11. The nucleic acid of claim 9, wherein said RNA stabilization sequence further comprises the nucleotide sequence of SEQ ID NO:5.

12. The nucleic acid of claim 1, wherein said nucleic acid further comprising a polyadenylation sequence.

13. The nucleic acid of claim 1, wherein said heterologous sequence encodes be insulin, calcitonin, serum albumin, a tetramric antibody, an FAb fragment, a single chain antibody, a plasma protein, an industrial enzyme, silk, or a membrane receptor.

14. An isolated nucleic acid comprising a lactoferrin-derived promoter sequence and a dominant control region (DCR).
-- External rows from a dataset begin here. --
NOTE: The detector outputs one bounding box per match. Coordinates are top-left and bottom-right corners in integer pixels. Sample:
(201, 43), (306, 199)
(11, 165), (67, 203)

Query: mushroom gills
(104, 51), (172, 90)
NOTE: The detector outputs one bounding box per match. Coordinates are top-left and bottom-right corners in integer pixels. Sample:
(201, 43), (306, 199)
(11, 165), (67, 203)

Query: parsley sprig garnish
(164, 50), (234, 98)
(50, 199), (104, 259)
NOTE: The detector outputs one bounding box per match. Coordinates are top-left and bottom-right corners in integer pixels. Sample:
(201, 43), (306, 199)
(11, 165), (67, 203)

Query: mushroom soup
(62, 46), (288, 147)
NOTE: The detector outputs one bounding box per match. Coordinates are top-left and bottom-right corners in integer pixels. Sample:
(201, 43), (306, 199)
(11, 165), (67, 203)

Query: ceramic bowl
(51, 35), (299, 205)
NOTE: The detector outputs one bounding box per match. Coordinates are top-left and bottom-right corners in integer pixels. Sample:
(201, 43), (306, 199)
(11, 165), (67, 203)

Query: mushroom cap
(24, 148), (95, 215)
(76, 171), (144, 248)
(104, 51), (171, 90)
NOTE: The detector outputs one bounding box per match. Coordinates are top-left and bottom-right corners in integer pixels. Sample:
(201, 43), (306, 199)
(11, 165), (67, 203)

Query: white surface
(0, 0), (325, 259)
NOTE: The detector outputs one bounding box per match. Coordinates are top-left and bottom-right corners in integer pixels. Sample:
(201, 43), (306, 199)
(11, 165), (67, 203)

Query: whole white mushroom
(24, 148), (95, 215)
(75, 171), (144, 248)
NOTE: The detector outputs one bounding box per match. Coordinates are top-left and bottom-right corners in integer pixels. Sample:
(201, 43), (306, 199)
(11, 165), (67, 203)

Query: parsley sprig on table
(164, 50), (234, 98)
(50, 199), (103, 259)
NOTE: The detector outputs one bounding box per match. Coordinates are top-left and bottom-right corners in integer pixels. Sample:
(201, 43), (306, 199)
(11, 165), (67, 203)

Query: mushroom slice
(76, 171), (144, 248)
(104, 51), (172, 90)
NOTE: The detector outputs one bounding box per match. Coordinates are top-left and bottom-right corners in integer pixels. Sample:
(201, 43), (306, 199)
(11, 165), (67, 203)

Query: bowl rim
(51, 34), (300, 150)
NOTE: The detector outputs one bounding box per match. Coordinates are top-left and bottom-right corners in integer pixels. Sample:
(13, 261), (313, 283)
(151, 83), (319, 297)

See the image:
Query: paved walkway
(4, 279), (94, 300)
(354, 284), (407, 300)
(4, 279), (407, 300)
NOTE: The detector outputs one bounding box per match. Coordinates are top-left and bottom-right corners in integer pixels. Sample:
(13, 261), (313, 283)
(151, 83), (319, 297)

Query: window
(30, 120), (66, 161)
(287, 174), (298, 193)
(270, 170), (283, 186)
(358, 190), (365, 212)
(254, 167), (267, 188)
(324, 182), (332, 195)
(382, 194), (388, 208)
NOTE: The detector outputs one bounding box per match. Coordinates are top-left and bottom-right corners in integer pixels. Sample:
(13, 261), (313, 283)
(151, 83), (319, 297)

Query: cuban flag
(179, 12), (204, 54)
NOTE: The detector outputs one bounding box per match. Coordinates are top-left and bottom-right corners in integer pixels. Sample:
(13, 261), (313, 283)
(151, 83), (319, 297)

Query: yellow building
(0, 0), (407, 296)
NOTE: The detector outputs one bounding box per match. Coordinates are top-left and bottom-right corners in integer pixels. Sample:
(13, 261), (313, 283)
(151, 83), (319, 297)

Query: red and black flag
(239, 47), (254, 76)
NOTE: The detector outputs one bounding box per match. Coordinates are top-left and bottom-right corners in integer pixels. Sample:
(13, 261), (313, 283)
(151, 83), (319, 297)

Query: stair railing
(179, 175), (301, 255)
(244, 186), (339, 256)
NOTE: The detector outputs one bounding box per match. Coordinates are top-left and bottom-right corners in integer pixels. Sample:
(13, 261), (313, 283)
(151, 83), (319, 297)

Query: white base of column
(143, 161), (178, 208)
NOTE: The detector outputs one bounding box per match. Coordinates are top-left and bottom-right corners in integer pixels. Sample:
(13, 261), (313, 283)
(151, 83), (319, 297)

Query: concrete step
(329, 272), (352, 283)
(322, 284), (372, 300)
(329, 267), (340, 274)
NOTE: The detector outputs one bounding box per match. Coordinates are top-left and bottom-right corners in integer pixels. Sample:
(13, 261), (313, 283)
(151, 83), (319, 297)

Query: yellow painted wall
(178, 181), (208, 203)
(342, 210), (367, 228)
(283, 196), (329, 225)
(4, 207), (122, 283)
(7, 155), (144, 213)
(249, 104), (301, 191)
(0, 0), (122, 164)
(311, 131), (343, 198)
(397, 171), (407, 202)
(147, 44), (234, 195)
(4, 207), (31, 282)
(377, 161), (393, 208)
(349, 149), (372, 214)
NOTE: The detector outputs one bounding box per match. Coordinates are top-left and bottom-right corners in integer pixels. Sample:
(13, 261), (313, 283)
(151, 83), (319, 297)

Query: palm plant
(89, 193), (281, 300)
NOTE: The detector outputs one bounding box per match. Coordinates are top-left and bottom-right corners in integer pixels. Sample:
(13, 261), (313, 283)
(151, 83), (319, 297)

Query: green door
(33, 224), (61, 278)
15. The nucleic acid of claim 8, wherein said DCR regulates tissue-specific transcription of a heterologous nucleic acid sequence, wherein regulation of transcription by said DCR is position independent relative to the location of said heterologous nucleic acid sequence.

16. The nucleic acid of claim 8, wherein said DCR regulates transcription of a heterologous nucleic acid sequence, wherein an increase in the level of transcription of said heterologous nucleic acid sequence is directly proportionate to the number of copies of said DCR.

17. A transgenic non-human mammal comprising the isolated nucleic acid of claim 1.